Spark on Aliyun

Requirements

Spark1.3+

Introduction

This SDK supports interaction with Aliyun's base service, e.g. OSS and ODPS, in Spark runtime environment.

Build and Install


		git clone https://github.com/aliyun/aliyun-spark-sdk.git
	    cd  aliyun-spark-sdk
	    mvn clean package -Dmaven.test.skip=true

Use SDK in Eclipse project directly

copy emr-sdk-<version>.jar to your project
right click Eclipse project -> Properties -> Java Build Path -> Add JARs
choose and import the sdk
you can use the sdk in your Eclipse project

Maven

You need to install the SDK into local maven repository and add following dependency.


		mvn install:install-file -Dfile=emr-sdk_2.10-<version>.jar -DgroupId=com.aliyun -DartifactId=emr-sdk_2.10 -Dversion=0.1.0 -Dpackaging=jar

        <dependency>
            <groupId>com.aliyun</groupId>
            <artifactId>emr-sdk_2.10</artifactId>
            <version>0.1.0</version>
        </dependency>

OSS Support

In this section, we will demonstrate how to manipulate the Aliyun OSS data in Spark.

Step-1. Initialize an OssOps

Before read/write OSS data, we need to initialize an OssOps, like:


	import org.apache.spark.{SparkConf, SparkContext}
	import org.apache.spark.aliyun.oss.OssOps
	
	object Sample {
	  def main(args: Array[String]): Unit = {
		// == Step-1 ==
	    val accessKeyId = "<accessKeyId>"
	    val accessKeySecret = "<accessKeySecret>"
		// hangzhou for example
	    val endpoint = "http://oss-cn-hangzhou.aliyuncs.com"
	
	    val conf = new SparkConf().setAppName("Spark OSS Sample")
		// three important confirguation
	    conf.set("spark.hadoop.fs.oss.accessKeyId", accessKeyId)
	    conf.set("spark.hadoop.fs.oss.accessKeySecret", accessKeySecret)
	    conf.set("spark.hadoop.fs.oss.endpoint", endpoint)

		val sc = new SparkContext(conf)
		val ossOps = OssOps(sc, endpoint, accessKeyId, accessKeySecret)

        // == Step-2 ==
		...
		// == Step-3 ==
		...
	  }
	}

In above codes, the variables accessKeyId and accessKeySecret are assigned to users by system; they are named as ID pair, and used for user identification and signature authentication for OSS access. See Aliyun AccessKeys for more information.

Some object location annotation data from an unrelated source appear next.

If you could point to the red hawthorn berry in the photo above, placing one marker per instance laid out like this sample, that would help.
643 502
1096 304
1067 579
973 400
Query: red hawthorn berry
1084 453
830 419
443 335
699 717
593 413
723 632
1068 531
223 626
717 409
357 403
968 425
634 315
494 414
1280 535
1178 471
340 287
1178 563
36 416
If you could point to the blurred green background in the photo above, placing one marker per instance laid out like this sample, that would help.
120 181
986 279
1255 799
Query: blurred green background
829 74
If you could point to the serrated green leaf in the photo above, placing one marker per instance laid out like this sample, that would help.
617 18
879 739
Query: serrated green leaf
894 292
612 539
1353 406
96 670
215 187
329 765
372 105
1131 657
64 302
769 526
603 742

Step-2. Load OSS Data into Spark.


		// == Step-2 ==
        val inputPath = "ossn://bucket-name/input/path"
		val numPartitions = 2
		val inputData = ossOps.readOssFile(inputPath, numPartitions)
		inputData.top(10).foreach(println)

		// == Step-3 ==
        ...

Step-3. Save results into Aliyun OSS.


		// Step-3
		val outputPath = "ossn://bucket-name/output/path"
		val resultData = inputData.map(e => s"$e has been processed.")
		ossOps.saveToOssFile(outputPath, resultData)

OSS Extension

This SDK support two kinds of filesystem clients for reading and writing from and to Aliyun OSS, i.e.

Native OSS FileSystem： A native way to read and write regular files on Aliyun OSS. The advantage of this way is you can access files on OSS that came from other Aliyun base service or other tools. But file in Aliyun OSS has 48.8TB limit.
Block-based OSS FileSystem：This allows Aliyun OSS to supports larger files (no limit theoretically). File in Aliyun OSS is organized with many blocks. Each block is an Aliyun OSS object, and the block size is configurable, i.e. reuse the Hadoop's fs.local.block.size property. The disadvantage is that it can not interoperable with other Aliyun OSS tools.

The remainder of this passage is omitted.